RE: quibbles about the spec

On further investigation, I withdraw my comment about  the remote side needing to be able to reject a datachannel.  As I now understand it from draft-ietf-rtcweb-data-channel,  the SCTP association is set up via the same offer/answer exchange that sets up the voice and video streams.  So a participant who doesn't  want a data channel can either not include the SCTP association in the offer it sends (if it is the offerer), or refuse it in the answer it returns.   So in this sense, the data channel is parallel to voice and video (which was my concern).  Once the SCTP association is set up, the receiving side can't choose to accept or reject individual data channels over that association (though it can close  them as soon as they are created).  That's fine.

-          Jim

From: Jim Barnett []
Sent: Thursday, June 06, 2013 3:29 PM
Subject: quibbles about the spec

  Here are a few nits from the latest editor's draft.

In section 4.3.1, we have:

*  Return connection, but continue these steps asynchronously.

*  Await a stable state. The synchronous section consists of the remaining steps of this algorithm.
>> Should the second bullet item say "The asynchronous section..."?

In 5.1.1 on the data channel we have:
ondatachannel of type EventHandler,
This event handler, of type datachannel<>, MUST be supported by all objects implementing the RTCPeerConnection<> interface.

>> If anyone who implements PeerConnection must support the data channel, why is it a partial interface?  Why not just make it part of PeerConnection?
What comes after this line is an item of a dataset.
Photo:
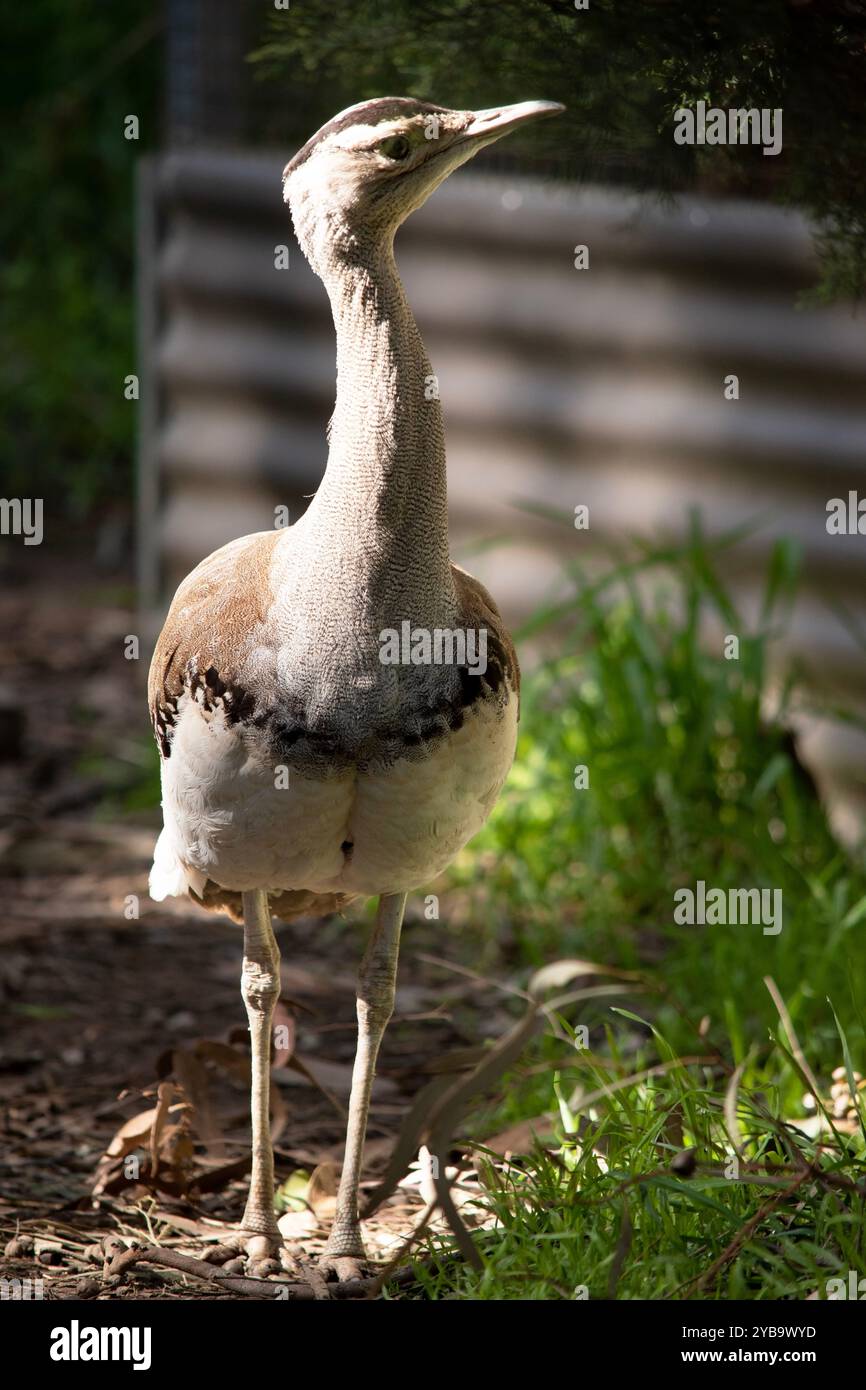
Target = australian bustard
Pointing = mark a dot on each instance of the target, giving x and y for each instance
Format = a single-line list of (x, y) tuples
[(302, 766)]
On the datachannel API, I know this has been discussed on the list, but there doesn't seem to be any way for the remote side to reject a data channel.  When you receive an offer, you can reject either audio or video (or both) by constraining/tweaking the answer.   Shouldn't there be a way to do this for data channels, too?  Is the idea that the receiving side could extract the DataChannel from the DataChannelEvent and close it immediately?  Doesn't that leave  a window in which a malicious peer could send a lot of data?
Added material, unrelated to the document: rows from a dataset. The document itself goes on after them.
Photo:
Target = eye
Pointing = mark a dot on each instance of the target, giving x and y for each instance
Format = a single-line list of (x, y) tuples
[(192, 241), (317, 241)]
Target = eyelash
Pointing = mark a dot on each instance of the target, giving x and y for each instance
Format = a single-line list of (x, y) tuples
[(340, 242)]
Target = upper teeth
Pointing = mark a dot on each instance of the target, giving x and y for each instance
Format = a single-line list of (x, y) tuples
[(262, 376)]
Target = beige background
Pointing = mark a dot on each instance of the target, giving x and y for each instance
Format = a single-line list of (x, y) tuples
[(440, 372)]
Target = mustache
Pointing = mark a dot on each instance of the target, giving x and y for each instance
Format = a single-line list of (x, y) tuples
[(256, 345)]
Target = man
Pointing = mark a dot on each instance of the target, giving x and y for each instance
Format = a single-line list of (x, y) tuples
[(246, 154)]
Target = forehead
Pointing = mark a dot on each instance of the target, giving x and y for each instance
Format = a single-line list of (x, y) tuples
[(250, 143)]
In 7.6 for RTCRTPStreamStats, given stats for a local object, remoteID can get the stats for the corresponding remote object.  Given the prose, it looks like it works the other way around as well:  if you have the stats for the remote side, you can use the remoteID attribute to get the stats for the corresponding object on your side.  (And if that's not the case, it ought to be the case.)  But it sounds odd to use 'remoteID' to access stats about your own side.  Would 'peerID' be a better name?